El ictus es una de las enfermedades cerebrovasculares que afecta especialmente a los vasos sanguíneos que conducen la sangre desde el corazón hasta el cerebro. El origen del ictus está asociado a la rotura o el bloqueo físico (por un coágulo u otra sustancia) de alguno de los vasos sanguíneos que conducen al cerebro. Esta interferencia en la conducción natural de sangre hasta el cerebro puede ocasionar insuficiencias en el flujo necesario para el mantenimiento de las funciones cerebrales (el cerebro no recibe oxígeno en cantidades suficientes, por lo que se puede producir la muerte de varios grupos de neuronas).
Los principales riesgos de sufrir ictus van en alza con la edad (después de los 55 años aumentan las probabilidades de padecer esta enfermedad), la herencia familiar, la presión sanguínea, el tabaquismo y la diabetes, entre otros. Los síntomas del ictus se presentan de manera repentina y causan una lesión cerebral en cuestión de pocos minutos. Los síntomas clásicos del ictus son la confusión repentina, la aparición de dolores de cabeza muy agudos, problemas del habla o del lenguaje, parálisis del lado izquierdo o derecho del cuerpo, pérdida de memoria y problemas de visión.
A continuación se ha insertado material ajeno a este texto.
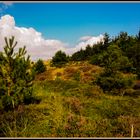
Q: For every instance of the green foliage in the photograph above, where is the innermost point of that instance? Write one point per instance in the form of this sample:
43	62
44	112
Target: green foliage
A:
60	59
39	66
112	59
16	75
115	83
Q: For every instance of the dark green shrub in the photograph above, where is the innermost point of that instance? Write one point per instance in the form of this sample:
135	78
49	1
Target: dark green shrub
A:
39	66
60	59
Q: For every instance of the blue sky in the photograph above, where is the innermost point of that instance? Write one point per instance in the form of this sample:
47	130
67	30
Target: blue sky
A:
69	21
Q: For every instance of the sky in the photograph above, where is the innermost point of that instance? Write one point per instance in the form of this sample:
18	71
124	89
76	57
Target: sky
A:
48	27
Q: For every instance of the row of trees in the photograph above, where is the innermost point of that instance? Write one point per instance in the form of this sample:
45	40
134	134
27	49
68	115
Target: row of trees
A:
117	56
121	52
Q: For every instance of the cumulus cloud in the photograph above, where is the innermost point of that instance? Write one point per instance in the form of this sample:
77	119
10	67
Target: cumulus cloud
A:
89	40
36	45
84	41
4	6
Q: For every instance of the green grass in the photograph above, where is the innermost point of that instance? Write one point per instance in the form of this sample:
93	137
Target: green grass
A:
73	109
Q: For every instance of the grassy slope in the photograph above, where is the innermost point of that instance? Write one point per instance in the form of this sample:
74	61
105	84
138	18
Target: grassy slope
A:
71	106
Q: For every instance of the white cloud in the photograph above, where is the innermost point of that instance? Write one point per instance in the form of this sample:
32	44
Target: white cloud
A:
37	46
85	38
84	41
5	5
89	40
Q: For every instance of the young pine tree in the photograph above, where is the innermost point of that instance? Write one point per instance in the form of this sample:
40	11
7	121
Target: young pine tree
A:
16	75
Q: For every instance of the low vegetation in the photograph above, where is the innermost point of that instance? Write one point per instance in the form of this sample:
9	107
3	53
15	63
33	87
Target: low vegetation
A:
89	94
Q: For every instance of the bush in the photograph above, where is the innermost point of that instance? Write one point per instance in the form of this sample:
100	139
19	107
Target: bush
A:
114	82
39	67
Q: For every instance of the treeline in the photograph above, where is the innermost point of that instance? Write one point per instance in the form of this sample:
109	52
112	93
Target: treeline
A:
118	56
121	52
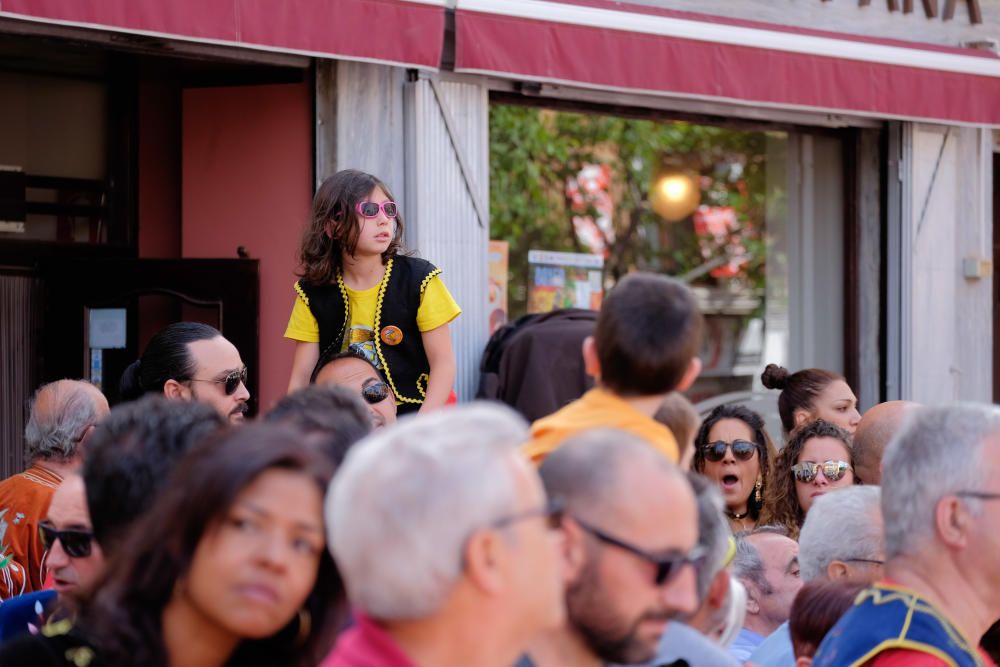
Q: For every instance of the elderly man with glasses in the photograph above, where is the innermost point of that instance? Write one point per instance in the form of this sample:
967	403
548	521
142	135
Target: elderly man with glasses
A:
61	419
74	561
631	552
446	543
940	488
841	541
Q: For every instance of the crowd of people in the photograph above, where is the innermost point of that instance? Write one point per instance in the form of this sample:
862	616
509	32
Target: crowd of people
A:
622	529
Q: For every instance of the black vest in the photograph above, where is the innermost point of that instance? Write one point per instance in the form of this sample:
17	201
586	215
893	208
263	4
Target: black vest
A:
398	343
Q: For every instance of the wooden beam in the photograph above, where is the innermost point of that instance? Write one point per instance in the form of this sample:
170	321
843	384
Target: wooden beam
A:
975	12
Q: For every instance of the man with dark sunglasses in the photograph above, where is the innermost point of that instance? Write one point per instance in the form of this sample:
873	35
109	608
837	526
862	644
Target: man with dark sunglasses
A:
352	370
191	361
631	553
61	420
74	561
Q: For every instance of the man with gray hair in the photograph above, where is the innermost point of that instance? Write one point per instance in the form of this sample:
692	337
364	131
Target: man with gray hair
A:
630	555
767	563
841	541
444	538
939	595
61	417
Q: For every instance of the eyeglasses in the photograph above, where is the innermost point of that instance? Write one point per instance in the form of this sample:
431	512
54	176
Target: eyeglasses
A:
370	209
716	451
981	495
376	392
832	470
232	381
553	511
667	567
76	543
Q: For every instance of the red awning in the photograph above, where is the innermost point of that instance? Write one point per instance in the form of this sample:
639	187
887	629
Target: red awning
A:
626	47
399	32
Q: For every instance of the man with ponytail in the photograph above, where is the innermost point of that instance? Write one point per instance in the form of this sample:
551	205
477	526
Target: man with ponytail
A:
190	361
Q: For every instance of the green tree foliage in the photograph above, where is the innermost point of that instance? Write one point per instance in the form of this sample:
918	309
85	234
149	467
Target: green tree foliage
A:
533	152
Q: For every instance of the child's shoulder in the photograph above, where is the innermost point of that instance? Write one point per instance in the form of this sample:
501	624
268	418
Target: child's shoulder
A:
418	266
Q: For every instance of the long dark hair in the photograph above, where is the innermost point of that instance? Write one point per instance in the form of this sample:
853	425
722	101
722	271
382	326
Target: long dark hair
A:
765	449
123	612
333	227
781	502
798	390
166	358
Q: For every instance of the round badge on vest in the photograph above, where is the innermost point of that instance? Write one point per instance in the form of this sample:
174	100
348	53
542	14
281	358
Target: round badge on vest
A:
391	335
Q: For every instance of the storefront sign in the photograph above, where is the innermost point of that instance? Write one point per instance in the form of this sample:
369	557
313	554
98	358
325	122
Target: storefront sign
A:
564	280
931	8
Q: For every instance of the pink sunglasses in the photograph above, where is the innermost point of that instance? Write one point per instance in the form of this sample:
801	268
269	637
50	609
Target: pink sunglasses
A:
369	209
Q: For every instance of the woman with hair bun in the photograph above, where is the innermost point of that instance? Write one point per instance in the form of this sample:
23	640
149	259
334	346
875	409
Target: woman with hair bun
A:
811	394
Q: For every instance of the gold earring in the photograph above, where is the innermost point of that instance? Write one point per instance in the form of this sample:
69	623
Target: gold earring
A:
305	626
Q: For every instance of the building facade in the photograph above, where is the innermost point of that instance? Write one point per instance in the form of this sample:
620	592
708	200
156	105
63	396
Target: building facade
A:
157	161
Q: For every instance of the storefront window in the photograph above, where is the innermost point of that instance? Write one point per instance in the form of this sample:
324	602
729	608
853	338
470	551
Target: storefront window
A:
579	199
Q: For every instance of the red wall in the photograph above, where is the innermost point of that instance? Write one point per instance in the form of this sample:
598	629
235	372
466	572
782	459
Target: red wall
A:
246	179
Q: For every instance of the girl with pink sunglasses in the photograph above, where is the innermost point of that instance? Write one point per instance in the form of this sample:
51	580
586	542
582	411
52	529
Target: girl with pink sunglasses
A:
358	291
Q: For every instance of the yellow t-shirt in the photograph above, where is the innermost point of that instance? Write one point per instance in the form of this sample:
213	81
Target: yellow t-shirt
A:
437	307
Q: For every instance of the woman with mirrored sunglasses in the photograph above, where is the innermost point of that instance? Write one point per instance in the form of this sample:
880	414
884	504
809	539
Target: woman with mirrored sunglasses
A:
818	459
732	449
229	567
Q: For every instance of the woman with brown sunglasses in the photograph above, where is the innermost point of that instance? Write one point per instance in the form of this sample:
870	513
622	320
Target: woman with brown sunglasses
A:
733	450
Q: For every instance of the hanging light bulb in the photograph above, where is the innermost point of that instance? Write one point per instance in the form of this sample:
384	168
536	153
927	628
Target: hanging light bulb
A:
675	195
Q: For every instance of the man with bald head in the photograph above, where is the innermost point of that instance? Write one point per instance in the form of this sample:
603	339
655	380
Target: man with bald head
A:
630	549
62	416
876	429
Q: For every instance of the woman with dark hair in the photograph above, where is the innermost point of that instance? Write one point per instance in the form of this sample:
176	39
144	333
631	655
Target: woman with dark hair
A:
732	449
229	567
818	459
816	609
811	394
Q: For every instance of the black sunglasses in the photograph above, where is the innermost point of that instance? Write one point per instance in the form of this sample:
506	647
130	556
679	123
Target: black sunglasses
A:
76	543
667	567
232	381
376	392
553	511
716	451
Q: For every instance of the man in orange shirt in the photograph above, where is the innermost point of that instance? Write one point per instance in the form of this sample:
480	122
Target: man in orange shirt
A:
645	345
62	416
940	488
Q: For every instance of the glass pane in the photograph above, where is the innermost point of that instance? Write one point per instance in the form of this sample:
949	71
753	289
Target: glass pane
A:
705	204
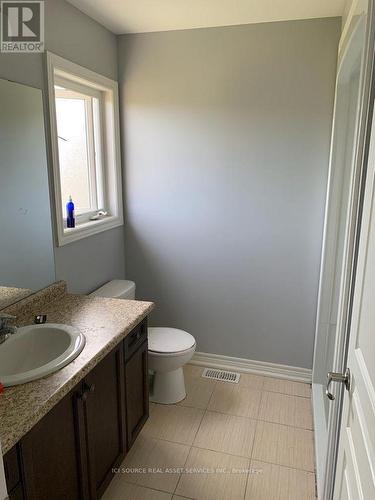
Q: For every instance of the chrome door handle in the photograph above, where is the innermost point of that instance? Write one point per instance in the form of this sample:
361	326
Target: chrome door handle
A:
344	378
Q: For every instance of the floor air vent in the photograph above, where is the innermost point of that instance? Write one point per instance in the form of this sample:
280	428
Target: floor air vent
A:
221	375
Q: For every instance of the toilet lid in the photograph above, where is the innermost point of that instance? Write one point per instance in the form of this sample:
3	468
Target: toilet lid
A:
162	339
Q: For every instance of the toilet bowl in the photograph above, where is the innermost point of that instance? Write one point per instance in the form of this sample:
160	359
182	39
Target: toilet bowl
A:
169	349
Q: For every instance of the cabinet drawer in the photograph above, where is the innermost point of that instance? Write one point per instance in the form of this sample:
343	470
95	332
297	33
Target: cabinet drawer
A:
135	339
17	493
12	468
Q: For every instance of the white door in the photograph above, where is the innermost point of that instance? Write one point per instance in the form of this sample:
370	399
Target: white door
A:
355	471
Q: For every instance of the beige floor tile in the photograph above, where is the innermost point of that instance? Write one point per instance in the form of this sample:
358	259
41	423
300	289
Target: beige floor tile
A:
283	445
193	371
236	400
154	463
284	409
271	482
287	387
120	490
173	423
226	433
198	392
226	479
251	380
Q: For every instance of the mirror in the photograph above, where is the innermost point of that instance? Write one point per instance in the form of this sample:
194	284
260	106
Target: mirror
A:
26	242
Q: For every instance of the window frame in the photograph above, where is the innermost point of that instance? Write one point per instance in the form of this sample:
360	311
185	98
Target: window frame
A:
107	148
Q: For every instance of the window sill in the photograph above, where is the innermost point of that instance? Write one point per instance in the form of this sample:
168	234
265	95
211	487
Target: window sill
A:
85	229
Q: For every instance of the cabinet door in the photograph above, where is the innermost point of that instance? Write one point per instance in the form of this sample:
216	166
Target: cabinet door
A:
105	417
136	380
51	454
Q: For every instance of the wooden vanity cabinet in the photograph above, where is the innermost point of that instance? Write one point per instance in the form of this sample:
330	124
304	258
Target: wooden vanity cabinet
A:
136	380
106	420
51	453
71	452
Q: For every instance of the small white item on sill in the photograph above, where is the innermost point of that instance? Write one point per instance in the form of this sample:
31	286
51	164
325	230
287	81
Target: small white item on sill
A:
99	215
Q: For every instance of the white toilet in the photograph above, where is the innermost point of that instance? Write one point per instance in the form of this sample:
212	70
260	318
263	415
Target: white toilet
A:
169	349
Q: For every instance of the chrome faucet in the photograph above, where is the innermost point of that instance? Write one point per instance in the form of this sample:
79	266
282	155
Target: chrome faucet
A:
5	329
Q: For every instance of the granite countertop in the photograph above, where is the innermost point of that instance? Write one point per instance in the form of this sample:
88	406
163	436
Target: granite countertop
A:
104	322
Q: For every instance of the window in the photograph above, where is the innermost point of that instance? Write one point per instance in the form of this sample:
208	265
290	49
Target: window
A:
85	149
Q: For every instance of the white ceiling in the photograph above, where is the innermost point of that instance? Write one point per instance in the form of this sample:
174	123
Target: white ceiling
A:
139	16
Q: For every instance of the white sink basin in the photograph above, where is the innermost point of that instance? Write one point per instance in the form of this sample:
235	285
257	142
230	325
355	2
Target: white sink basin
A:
38	350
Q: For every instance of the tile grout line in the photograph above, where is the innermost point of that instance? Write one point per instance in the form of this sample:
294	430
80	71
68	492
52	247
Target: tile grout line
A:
244	416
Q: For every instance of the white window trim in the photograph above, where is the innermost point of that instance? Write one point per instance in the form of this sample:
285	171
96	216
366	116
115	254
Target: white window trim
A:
111	153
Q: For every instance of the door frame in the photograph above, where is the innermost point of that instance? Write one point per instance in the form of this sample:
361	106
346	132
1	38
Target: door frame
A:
367	92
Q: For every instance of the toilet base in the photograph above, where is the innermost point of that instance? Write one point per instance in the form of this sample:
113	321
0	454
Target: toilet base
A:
168	387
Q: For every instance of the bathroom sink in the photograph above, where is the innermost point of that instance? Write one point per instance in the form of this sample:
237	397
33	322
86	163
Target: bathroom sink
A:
38	350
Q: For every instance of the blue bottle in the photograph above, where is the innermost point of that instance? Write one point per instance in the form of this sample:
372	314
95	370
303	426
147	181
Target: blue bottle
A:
70	220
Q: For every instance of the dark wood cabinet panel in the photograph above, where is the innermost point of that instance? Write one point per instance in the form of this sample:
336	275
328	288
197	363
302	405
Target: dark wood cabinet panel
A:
105	417
51	455
137	400
12	468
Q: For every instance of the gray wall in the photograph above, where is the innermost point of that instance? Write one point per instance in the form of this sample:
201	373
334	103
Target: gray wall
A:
226	137
71	34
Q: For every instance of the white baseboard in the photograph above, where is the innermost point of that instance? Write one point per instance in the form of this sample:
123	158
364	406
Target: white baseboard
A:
249	366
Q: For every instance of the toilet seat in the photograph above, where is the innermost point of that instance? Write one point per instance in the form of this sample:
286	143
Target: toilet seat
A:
162	340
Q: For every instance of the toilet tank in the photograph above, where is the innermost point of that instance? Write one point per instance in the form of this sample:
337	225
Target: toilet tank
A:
116	289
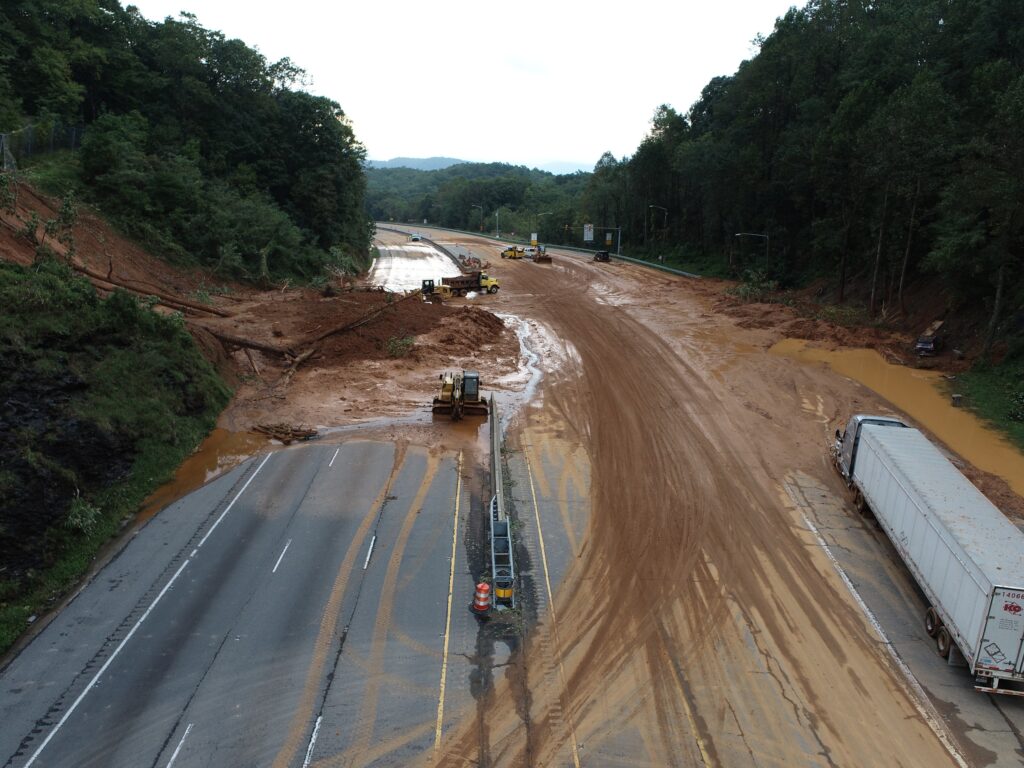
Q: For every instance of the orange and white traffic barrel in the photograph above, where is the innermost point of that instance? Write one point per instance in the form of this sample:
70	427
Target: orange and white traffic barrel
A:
481	601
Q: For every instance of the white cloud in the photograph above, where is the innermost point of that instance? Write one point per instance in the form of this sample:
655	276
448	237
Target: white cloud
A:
526	83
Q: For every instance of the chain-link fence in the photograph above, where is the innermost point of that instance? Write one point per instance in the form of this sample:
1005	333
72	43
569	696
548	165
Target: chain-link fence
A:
37	138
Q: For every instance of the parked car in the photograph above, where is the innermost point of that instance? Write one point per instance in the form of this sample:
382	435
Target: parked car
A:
930	342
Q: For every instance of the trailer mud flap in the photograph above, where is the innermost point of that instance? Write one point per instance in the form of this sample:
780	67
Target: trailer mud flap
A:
1001	649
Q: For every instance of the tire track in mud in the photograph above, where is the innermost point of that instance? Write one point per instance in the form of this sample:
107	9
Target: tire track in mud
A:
685	527
303	718
363	732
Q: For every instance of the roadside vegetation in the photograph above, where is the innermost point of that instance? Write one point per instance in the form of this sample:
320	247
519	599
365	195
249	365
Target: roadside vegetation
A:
207	154
99	402
190	142
872	148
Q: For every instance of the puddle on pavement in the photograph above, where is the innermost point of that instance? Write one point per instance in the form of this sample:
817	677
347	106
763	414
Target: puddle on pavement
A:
918	394
220	452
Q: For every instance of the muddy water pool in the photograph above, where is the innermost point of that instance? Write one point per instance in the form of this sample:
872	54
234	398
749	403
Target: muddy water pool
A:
926	397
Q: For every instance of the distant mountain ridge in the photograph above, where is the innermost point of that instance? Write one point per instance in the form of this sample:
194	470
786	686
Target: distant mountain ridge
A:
439	164
419	164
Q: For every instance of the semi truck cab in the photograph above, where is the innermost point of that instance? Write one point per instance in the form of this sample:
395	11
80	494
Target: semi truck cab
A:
845	450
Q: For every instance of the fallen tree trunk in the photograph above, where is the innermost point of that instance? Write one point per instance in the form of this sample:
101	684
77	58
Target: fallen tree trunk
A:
241	341
285	432
146	292
361	321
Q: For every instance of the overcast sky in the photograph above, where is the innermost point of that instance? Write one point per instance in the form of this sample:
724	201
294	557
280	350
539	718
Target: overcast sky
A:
528	83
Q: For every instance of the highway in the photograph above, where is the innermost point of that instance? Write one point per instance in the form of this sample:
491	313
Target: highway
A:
252	613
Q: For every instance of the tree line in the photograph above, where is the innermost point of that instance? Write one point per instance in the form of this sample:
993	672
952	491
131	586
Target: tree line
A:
866	144
479	197
194	142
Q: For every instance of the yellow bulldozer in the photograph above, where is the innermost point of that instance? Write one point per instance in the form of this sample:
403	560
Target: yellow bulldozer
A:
460	395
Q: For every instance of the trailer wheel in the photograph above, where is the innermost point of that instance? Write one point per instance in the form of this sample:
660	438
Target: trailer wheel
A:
932	622
943	642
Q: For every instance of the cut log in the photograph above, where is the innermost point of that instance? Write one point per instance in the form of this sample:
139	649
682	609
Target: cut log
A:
286	432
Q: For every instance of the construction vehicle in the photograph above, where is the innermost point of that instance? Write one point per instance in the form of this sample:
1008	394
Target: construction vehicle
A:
475	281
460	395
434	293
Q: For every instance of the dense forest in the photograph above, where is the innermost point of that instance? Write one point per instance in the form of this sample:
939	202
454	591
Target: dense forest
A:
193	142
867	145
480	197
206	153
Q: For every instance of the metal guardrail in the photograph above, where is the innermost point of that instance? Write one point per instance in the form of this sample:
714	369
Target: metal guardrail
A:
502	557
638	262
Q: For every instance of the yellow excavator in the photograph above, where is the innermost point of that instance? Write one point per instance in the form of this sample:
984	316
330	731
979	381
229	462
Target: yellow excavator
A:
460	395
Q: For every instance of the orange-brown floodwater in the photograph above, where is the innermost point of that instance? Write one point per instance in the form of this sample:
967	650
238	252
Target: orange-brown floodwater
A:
921	395
218	453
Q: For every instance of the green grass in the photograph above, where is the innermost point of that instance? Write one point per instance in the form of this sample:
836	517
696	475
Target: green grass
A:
996	394
103	379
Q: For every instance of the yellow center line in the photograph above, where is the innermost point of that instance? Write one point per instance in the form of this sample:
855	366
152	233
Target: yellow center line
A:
551	607
448	616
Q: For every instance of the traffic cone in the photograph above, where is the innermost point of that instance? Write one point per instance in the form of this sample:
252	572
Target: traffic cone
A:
481	601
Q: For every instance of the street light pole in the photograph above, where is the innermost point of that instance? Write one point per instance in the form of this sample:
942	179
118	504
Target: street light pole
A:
539	216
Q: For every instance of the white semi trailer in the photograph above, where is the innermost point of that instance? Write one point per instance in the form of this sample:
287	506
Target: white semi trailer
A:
966	556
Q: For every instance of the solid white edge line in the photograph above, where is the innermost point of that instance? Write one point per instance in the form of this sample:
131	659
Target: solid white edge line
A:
222	514
370	552
933	723
312	740
103	668
178	749
282	556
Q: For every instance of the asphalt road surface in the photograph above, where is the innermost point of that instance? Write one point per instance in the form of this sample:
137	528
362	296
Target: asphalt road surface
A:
252	615
694	587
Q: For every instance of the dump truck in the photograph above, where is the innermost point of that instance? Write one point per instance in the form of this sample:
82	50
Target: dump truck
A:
433	292
460	395
475	281
963	552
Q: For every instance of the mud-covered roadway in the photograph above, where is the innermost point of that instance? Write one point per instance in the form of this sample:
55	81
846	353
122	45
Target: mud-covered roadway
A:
699	623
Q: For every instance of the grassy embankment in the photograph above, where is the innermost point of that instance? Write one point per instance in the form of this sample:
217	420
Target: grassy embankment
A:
996	394
100	400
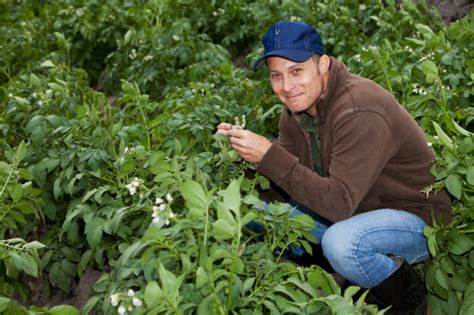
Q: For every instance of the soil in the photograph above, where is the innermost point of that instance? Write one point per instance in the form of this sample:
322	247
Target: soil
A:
453	10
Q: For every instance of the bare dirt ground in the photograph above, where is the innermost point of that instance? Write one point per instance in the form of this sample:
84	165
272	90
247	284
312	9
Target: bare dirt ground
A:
452	10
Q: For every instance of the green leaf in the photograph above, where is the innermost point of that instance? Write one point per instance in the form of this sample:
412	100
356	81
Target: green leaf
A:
34	245
195	198
222	230
167	278
201	277
20	152
470	175
442	135
430	70
249	216
93	229
232	196
454	185
4	302
152	294
224	213
34	81
16	192
64	310
26	263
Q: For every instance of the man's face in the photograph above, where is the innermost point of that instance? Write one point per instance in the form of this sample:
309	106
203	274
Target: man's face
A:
297	84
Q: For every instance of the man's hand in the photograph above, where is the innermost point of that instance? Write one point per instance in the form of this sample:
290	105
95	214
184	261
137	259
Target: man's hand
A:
250	146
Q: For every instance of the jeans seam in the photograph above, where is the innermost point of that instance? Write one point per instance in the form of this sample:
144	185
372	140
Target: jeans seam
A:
366	232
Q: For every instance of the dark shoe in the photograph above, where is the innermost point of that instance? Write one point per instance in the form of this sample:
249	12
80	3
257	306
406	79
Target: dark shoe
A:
306	259
403	290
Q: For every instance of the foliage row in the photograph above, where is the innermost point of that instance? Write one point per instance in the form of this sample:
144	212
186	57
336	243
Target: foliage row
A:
109	162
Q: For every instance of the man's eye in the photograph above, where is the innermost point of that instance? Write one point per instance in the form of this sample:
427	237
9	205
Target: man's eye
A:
296	71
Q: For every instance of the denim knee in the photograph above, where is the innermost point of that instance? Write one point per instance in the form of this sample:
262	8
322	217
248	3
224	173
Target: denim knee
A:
338	244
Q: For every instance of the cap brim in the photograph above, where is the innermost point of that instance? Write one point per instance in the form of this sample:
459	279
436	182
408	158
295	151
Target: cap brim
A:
290	54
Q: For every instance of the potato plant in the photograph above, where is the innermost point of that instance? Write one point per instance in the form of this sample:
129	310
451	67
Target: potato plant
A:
109	160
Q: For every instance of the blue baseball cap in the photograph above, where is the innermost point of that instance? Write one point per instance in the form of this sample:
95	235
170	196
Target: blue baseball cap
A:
296	41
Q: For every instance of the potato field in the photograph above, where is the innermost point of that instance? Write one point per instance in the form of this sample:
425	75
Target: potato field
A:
117	197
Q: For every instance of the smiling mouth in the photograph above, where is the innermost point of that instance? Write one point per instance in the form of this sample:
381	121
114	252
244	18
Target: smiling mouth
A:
292	96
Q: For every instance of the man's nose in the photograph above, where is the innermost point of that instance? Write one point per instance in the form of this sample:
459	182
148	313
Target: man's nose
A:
288	84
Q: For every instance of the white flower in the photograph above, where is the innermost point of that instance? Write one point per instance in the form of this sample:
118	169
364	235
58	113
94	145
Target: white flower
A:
114	299
137	182
136	301
131	189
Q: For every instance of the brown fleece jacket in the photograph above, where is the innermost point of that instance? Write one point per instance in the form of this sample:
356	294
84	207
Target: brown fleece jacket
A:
374	155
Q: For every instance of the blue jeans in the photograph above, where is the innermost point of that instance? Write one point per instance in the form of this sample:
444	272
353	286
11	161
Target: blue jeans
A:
359	248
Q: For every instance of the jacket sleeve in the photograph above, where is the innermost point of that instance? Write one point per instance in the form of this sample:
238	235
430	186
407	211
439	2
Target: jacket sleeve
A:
363	142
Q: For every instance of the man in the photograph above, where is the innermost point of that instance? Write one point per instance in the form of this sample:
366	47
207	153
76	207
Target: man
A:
351	154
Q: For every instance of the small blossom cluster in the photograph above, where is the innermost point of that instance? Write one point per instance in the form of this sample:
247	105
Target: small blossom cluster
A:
241	122
429	56
158	211
128	150
409	49
201	92
148	57
418	90
132	187
430	144
133	54
125	302
371	47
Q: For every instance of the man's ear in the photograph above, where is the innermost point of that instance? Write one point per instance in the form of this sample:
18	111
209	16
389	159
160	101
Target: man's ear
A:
324	64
Los tratamientos para las personas que han sufrido ictus o alguna de las enfermedades cerebrovasculares asociadas a este problema de salud consisten están centrados en la aplicación de cuidados intensivos y en la rehabilitación. Después de concurrir a un servicio de emergencia en el hospital puede ser necesaria una rehabilitación específica en función de los síntomas residuales que haya dejado el ictus (aunque esto no sucede en todos los casos). El pronóstico que se puede esperar para cada caso en particular varía notablemente de acuerdo a la gravedad del ictus y a las condiciones de salud iniciales para cada persona.